Mary Goodnight se sonrojó.

—¡Que si lo conseguí! Bonito asunto para mezclarme a mí en él. Como en Alexander se mostraron evasivos conmigo, tuve que dirigirme a la Rama Especial. No seré capaz de volver por allí durante semanas. Y sabe Dios qué pensarán de ti. Ese lugar es un…, es… bien… —Arrugó la nariz.— Es un famoso burdel en Sav' La Mar.

Bond se echó a reír a carcajadas ante el desconcierto de la chica.

—¿Quieres decir que es una casa de putas? —preguntó con maliciosa pero suave sorna, tomándole el pelo.

—¡James! ¡Por Dios! ¿Cómo puedes ser tan ordinario?

Capítulo 5
El número 3
1/2
de Love Lane

La costa sur de Jamaica no es tan hermosa como la del norte. El acantilado de doscientos kilómetros de longitud se extiende por una carretera de suelo muy irregular que va de Kingston a Savannah La Mar. Mary Goodnight había insistido en ir con él, para dar un paseo y ayudarle con los pinchazos. Bond no puso impedimento alguno.

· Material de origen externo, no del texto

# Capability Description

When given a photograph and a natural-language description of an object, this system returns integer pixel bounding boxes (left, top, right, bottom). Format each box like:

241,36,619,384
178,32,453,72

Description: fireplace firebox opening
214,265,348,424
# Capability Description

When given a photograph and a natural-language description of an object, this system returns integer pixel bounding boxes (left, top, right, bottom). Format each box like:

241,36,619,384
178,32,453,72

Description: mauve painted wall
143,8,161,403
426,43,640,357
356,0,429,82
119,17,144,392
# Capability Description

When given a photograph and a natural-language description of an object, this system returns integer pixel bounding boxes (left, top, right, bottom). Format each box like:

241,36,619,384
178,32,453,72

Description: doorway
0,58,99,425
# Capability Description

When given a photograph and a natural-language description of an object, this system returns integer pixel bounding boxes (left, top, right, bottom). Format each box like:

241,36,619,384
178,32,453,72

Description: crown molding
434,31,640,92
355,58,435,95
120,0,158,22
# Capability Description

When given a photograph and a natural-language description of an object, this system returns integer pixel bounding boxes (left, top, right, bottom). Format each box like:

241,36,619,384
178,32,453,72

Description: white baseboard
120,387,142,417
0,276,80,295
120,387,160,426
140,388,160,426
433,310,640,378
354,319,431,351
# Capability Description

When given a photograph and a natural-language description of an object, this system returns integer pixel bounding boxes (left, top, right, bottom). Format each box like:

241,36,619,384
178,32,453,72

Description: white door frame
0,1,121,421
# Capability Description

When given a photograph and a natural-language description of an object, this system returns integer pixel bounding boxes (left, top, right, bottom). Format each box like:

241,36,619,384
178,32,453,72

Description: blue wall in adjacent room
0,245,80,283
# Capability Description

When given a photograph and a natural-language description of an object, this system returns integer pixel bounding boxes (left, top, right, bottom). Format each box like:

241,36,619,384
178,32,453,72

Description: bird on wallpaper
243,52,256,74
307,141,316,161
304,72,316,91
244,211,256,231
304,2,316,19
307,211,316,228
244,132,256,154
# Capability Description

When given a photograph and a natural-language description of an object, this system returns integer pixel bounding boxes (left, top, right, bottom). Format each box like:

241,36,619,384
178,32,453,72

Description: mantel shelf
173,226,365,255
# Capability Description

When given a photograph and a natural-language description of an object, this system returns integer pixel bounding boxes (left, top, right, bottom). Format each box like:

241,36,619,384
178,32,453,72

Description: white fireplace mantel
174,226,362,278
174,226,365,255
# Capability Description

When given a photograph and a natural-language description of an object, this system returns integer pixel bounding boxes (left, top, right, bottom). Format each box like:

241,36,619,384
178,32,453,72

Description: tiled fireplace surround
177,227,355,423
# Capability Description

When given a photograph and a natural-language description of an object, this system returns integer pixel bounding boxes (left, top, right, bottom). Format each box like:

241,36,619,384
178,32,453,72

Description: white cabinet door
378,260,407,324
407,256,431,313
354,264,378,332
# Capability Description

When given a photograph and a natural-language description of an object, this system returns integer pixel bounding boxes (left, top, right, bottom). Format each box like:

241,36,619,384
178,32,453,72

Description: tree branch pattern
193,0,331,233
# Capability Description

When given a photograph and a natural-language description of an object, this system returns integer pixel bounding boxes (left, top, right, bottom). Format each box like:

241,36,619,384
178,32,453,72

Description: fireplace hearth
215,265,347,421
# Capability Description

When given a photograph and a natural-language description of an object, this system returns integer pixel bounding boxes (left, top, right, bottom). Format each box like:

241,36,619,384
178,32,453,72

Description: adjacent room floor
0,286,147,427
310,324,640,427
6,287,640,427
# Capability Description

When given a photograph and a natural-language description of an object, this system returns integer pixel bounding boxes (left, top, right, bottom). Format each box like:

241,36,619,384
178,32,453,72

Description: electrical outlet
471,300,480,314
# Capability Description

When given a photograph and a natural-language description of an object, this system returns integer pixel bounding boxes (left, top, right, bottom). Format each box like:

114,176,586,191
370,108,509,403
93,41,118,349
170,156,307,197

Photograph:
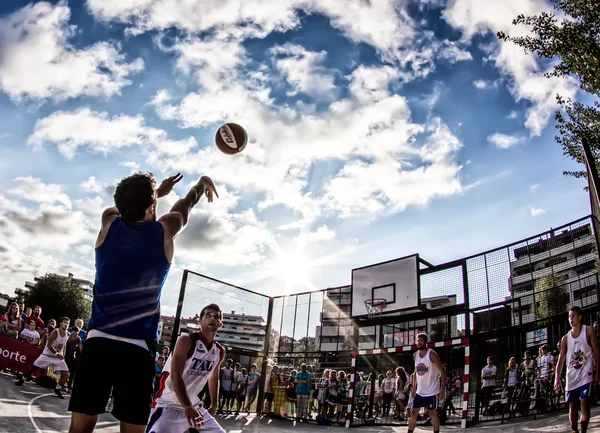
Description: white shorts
33,353,69,373
146,406,225,433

Spanish Town, May Pen, Alligator Pond, Black River, Whitehouse Inn, donde almorzaron… Los kilómetros se sucedían sin cesar bajo un sol intenso hasta que al mediodía, ya tarde, un tramo de buena carretera sin curvas los llevó entre pequeños chalés acicalados (cada uno con su jardín de césped amarronado, sus buganvillas y un único parterre de azucenas de caña y ricinos), que constituían el elegante suburbio de la pequeña y modesta ciudad costera que, en lengua vernácula, se llama Sav' La Mar.

Excepto el viejo barrio de pescadores, no es una ciudad jamaicana típica, ni demasiado atractiva. Los chalés, construidos para los directivos de las empresas azucareras de Frome, resultan monótonos y de aspecto respetable; las pequeñas calles rectas tampoco tienen sabor jamaicano, sino que son las propias de una ciudad planificada alrededor de los años veinte. Bond se detuvo en la primera gasolinera, para repostar, y Mary Goodnight se quedó allí, desde donde regresó a Kingston en un coche de alquiler. No le explicó nada de su misión, ni la joven hizo pregunta alguna cuando él le dijo, con imprecisión, que se trataba de «algo relacionado con Cuba». Bond le había asegurado que se pondría en contacto con ella en cuanto pudiera y que regresaría a la Estación cuando hubiera finalizado su trabajo. Mary Goodnight, con toda formalidad, descendió del vehículo en aquella carretera polvorienta, y Bond continuó conduciendo lentamente en dirección al barrio de pescadores. Identificó Love Lane, una calle estrecha con tiendas y casas desvencijadas que serpenteaba desde el muelle hacia el centro de la ciudad. Rodeó la zona para hacerse una idea de la geografía clara del vecindario y aparcó en un lugar desierto próximo a la playa donde las barcas de pesca descansaban invertidas sobre sus soportes. Dejó el coche y regresó paseando a Love Lane. Había poca gente por allí, gente pobre del gremio de pescadores. Bond compró un paquete de Royal Blend en una pequeña tienda de ultramarinos que olía a especias y preguntó por el número tres y medio. Le dedicaron una mirada de cortés curiosidad al indicarle la dirección:

—Está más arriba. A unos veinte metros, quizás. Es una casa grande a la derecha.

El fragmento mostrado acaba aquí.